What are superfruits?

Goji berry, cranberry, acai berry, pomegranate, acerola—exotic names you have most likely heard even if you’re not entirely sure what they are! Best known to you as superfruits, these fruits are reputed for their remarkable nutritional benefits!
The superfruit trend—which arrived straight from the US in the 2000s—quickly gained ground all over Europe. Now you can easily find superfruits in a wide variety of forms: raw, sliced, dried, juiced and so forth. Naturally rich in vitamins, minerals and antioxidants, they are great allies for your health! Find out what the superfruits are and what benefits they offer!

  • What do we mean?

There is currently no official definition of a superfruit. Nevertheless, they are commonly associated with fruits that have an exceptional nutritional composition (high content of certain minerals, vitamins and micronutrients) with recognised health benefits, primarily due to their antioxidant properties.
Although we tend to think of superfruits as originating in exotic climes, you can easily include them in your everyday diet. In fact blueberries, apricots, blackcurrants and other more local fruits fall into the superfruit family!
Dried, they store much longer. And because they are dehydrated, they will be packed with a higher concentration of nutrients and fibre.

  • What are their ‘superpowers’?

Their high antioxidant content is the main source of their health benefits. These compounds are naturally present in a number of fruits and safely interact with free radicals to protect the body. The body’s production of free radicals can be promoted by certain factors such as smoking, pollution and UV rays. In excessive quantities, they cause damage to our cells: they accelerate the skin’s ageing process, increase fatigue and are responsible for a number of diseases.
Anthocyanins in blueberries, chlorophyll in avocados, beta carotene in goji berries: there’s an antioxidant in every colour!
As you’ve probably guessed, it’s important to vary and diversify the superfruits in your diet as much as possible to mix up their benefits.

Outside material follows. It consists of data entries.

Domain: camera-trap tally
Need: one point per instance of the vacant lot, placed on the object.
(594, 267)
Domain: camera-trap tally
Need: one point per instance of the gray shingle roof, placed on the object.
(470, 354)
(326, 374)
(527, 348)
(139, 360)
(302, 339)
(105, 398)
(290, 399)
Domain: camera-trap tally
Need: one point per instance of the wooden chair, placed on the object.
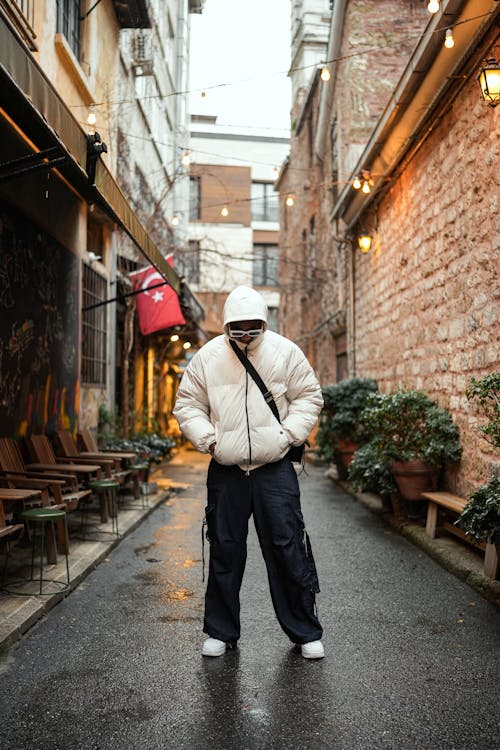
(57, 490)
(66, 448)
(88, 444)
(9, 535)
(43, 457)
(130, 460)
(56, 487)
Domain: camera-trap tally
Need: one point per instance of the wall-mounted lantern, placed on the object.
(365, 242)
(489, 80)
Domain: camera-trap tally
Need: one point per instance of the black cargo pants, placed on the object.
(271, 494)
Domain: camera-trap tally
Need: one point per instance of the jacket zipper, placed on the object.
(248, 421)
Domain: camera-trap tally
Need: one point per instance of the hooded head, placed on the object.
(244, 303)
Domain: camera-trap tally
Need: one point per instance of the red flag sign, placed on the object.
(156, 308)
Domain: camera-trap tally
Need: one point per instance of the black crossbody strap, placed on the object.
(268, 396)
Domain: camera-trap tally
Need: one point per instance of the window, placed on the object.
(265, 202)
(265, 265)
(194, 198)
(68, 23)
(187, 263)
(94, 339)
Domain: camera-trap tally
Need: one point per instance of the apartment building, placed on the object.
(90, 153)
(232, 224)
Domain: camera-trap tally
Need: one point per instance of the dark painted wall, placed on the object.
(39, 329)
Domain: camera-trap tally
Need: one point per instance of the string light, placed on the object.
(449, 42)
(325, 74)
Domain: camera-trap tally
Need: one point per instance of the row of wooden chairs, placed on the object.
(57, 478)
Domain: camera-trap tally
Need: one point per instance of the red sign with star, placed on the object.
(157, 308)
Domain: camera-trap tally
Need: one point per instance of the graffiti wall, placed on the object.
(39, 330)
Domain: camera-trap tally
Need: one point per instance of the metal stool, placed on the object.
(105, 489)
(45, 518)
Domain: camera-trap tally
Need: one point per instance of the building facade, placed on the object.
(233, 219)
(89, 144)
(405, 149)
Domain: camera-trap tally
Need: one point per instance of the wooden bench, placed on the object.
(456, 504)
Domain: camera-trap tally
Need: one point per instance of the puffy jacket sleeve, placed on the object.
(304, 398)
(192, 409)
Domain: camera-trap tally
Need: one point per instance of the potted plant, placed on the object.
(414, 438)
(481, 516)
(481, 519)
(340, 430)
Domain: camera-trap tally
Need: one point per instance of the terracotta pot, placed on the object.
(414, 477)
(346, 450)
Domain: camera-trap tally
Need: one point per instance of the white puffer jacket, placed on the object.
(218, 401)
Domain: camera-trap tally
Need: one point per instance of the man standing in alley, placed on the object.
(222, 410)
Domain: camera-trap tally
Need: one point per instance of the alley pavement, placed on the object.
(411, 650)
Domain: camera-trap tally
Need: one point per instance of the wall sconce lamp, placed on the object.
(365, 242)
(363, 181)
(489, 80)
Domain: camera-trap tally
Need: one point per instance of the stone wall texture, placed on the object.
(427, 297)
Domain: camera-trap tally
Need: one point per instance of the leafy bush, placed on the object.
(481, 516)
(409, 425)
(369, 472)
(486, 392)
(340, 419)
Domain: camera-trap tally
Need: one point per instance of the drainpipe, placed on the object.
(325, 104)
(351, 326)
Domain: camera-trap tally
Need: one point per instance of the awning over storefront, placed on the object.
(34, 106)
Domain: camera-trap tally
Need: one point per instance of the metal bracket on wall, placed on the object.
(25, 165)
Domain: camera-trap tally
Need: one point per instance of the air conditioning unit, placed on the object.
(142, 53)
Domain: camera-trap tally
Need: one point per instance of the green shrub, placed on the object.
(486, 392)
(409, 425)
(481, 516)
(369, 472)
(340, 419)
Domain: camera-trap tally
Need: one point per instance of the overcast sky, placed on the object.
(245, 44)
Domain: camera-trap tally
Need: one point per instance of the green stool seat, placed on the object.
(105, 489)
(41, 517)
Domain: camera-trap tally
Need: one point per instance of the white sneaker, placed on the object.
(213, 647)
(312, 650)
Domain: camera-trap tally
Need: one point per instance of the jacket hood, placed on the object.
(244, 303)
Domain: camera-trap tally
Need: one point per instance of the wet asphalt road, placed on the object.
(411, 652)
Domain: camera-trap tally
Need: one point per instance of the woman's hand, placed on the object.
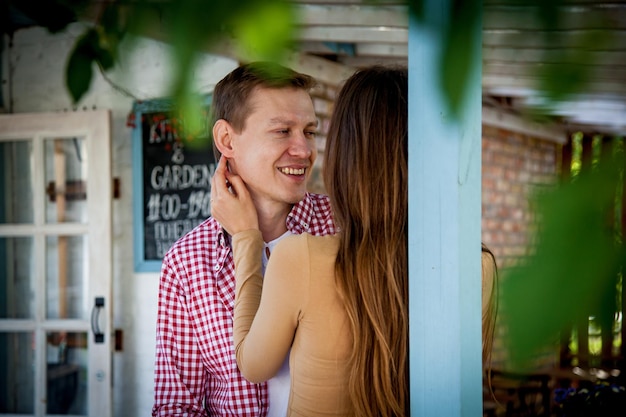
(231, 203)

  • Focus on several dried superfruits:

Raisins: Raisins are especially rich in fibre and carbohydrates, making them excellent team mates when you’re getting physical! Not to mention they are high in iron and vitamin B9 too, so ideal for staving off waves of fatigue. Raisins contain three types of antioxidants: resveratrol, catechin and anthocyanins, which is the reason raisins are purple.

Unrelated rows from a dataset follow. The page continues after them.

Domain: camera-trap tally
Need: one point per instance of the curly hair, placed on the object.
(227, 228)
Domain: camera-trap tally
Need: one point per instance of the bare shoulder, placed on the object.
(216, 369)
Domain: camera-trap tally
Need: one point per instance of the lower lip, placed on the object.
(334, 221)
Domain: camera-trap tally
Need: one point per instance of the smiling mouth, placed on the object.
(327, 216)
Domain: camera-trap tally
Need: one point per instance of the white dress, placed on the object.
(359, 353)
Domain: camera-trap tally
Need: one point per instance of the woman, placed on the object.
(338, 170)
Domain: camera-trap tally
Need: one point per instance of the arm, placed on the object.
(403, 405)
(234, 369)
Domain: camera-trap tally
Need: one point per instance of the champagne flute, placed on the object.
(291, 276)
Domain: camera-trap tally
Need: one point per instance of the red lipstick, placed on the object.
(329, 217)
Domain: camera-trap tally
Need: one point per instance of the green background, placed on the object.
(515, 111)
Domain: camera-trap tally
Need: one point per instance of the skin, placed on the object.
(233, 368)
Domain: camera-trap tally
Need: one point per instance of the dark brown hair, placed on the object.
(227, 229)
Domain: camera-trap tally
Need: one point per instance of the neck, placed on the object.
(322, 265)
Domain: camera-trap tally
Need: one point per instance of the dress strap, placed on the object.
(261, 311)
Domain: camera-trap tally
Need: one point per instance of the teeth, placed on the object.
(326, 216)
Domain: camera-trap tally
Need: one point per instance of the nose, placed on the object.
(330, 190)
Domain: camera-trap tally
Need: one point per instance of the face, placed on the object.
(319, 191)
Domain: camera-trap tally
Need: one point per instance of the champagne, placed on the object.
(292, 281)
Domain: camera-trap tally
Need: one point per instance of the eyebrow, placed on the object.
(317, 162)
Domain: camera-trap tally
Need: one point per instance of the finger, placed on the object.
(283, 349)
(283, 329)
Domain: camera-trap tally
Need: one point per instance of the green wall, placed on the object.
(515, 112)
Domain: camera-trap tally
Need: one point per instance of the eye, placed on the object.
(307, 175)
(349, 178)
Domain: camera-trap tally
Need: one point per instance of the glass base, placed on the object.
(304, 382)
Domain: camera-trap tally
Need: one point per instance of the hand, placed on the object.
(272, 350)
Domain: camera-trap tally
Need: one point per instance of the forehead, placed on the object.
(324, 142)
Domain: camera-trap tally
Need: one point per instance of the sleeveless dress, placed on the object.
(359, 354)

 Dried blueberries: Dried blueberries are also particularly high in fibre. A source of vitamins A and C, they also contribute to boosting your body’s immune defences. The antioxidant action of these dried superfruits is down to their composition of flavonoids and anthocyanins. This particular superfruit will also protect your cells from daily aggressors thanks to its vitamin E content.

Dried cranberries: Rich in flavonoids (anthocyanins, flavonols and proanthocyanins) plus resveratrol and vitamin E, dried cranberries are powerful allies in the fight against the production of free radicals.

Goji berries: The goji berry is THE number one antioxidant superfruit thanks to its high vitamin C, polyphenol and carotenoid content. Also a source of calcium and iron-rich, they help maintain healthy bones and reduce tiredness. This superfruit is also high in protein, including the eight amino acids essential to life.

  • Super consumption recommendations!

Dried superfruits are destined to become your healthy snacking favourites! Enjoyed on their own, mixed in with your cereal or muesli, sprinkled over a yoghurt, blended with a smoothie or added into your favourite cake batter, there is more than one right way to look after your health! At breakfast, if you’re peckish or while playing sport, they also make the perfect on-the-go snack that you can carry around with you everywhere!
A 20g daily portion is recommended for children and 30g for teenagers and adults, or the equivalent of a handful. And don’t forget to switch up the colours!